What is our primary use case?
The primary use cases for Amazon SageMaker are for EDA processing, ML model building, setting up MLOps, predictive analysis, customer churn models, fraud detection, image and video analysis, as well as NLP projects. It is a versatile tool in the machine-learning landscape.
What is most valuable?
The most valuable features in Amazon SageMaker are its AutoML, feature store, and automated hyperparameter tuning capabilities. These features allow for generating high-quality models without needing extensive coding knowledge, making it accessible for non-experts. SageMaker helps in end-to-end machine learning, incorporating data preparation, model deployment, and continuous monitoring.
What needs improvement?
Improvements are needed in terms of complexity, data security, and access policy integration in Amazon SageMaker. It is considered complex to integrate these aspects, and adjustments need to be made in multiple places, which should be more user-friendly. A centralized interface for managing these configurations is desired.
For how long have I used the solution?
I have been working with Amazon SageMaker for nearly three years.
What do I think about the stability of the solution?
Amazon SageMaker's stability depends on how well-configured the entire setup is. Due to the interconnected dependencies within the system, the learning curve may be steep for new users. However, with proper configuration, the overall stability is adequate.
What do I think about the scalability of the solution?
Amazon SageMaker offers a high level of scalability. It allows dynamic resource allocation and supports large datasets through various features like multi-model endpoints and flexible instance configuration, scaling up or down according to requirements.
How are customer service and support?
Technical support for Amazon SageMaker involves communication through web chats or telephone based on the support agreement.
How would you rate customer service and support?
Which solution did I use previously and why did I switch?
In AWS, we used to build the whole pipeline model by ourselves, component by component. With Amazon SageMaker, costs have been optimized as it includes pre-configured components that reduce overall expenses.
How was the initial setup?
The initial setup of Amazon SageMaker can be achieved quickly if the default configuration is used. However, setting it up more customizable, such as for specific requirements, can make the process time-consuming, earning an eight out of ten in terms of ease.
What about the implementation team?
A single knowledgeable person with expertise in ML and cloud can handle the deployment and maintenance of Amazon SageMaker.
What was our ROI?
We have seen a significant reduction in costs using Amazon SageMaker. Building any ML lifecycle benefits from SageMaker's pre-configured components, which bring down the overall cost compared to setting up all components separately.

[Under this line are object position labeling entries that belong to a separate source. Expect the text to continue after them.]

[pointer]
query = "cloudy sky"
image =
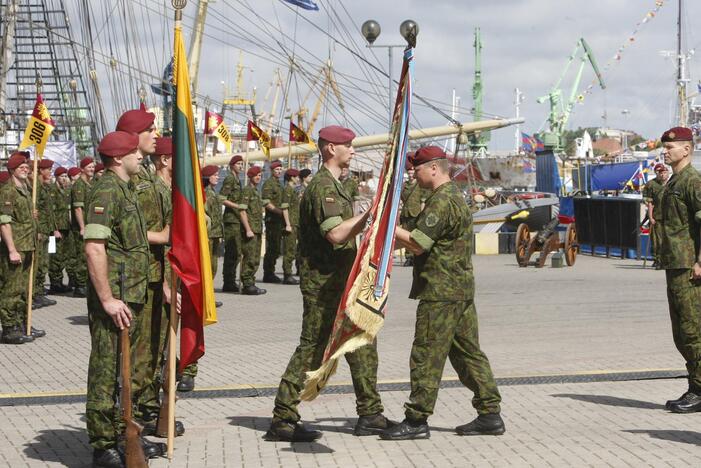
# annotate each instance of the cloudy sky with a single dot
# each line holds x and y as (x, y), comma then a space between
(526, 44)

What's my experience with pricing, setup cost, and licensing?
While Amazon SageMaker is expensive compared to other cloud vendors, certain cost optimizations can be made with proper setup and configuration knowledge. Greater visibility from AWS regarding cost-impacting configurations would be beneficial.

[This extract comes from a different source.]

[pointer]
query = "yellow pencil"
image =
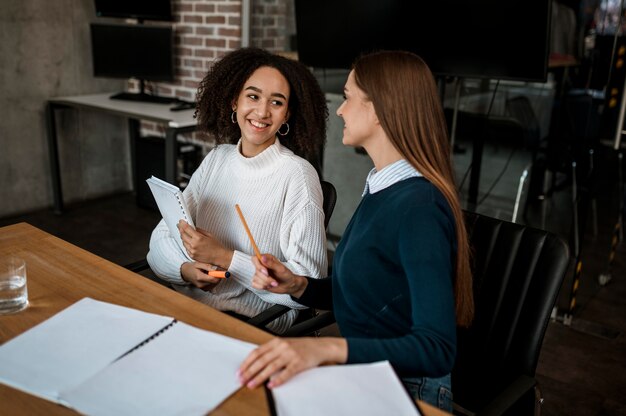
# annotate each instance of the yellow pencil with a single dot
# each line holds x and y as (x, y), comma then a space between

Which other solutions did I evaluate?
No other solutions were evaluated outside of AWS, as we were setting everything up within AWS before opting to use Amazon SageMaker.

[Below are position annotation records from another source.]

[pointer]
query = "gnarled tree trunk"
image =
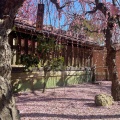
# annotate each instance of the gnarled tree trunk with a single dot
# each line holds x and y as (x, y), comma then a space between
(111, 63)
(8, 9)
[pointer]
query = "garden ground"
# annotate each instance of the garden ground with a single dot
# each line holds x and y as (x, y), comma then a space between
(67, 103)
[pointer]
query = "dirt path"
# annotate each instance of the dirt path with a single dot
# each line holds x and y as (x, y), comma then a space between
(69, 103)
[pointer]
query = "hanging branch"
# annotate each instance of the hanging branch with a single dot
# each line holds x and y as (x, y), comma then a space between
(99, 6)
(57, 4)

What other advice do I have?
I rate SageMaker eight out of ten.
New users should conduct a pilot or proof of concept with Amazon SageMaker to see if it aligns with their business use cases. Evaluate and understand the integration with other AWS services and ensure the team has adequate knowledge to handle monitoring, model performance, and managing costs efficiently. Engaging with the community to remain updated on any misconfigurations is also advisable.
Which deployment model are you using for this solution?
Public Cloud
If public cloud, private cloud, or hybrid cloud, which cloud provider do you use?
Amazon Web Services (AWS)
*Disclosure: I am a real user, and this review is based on my own experience and opinions.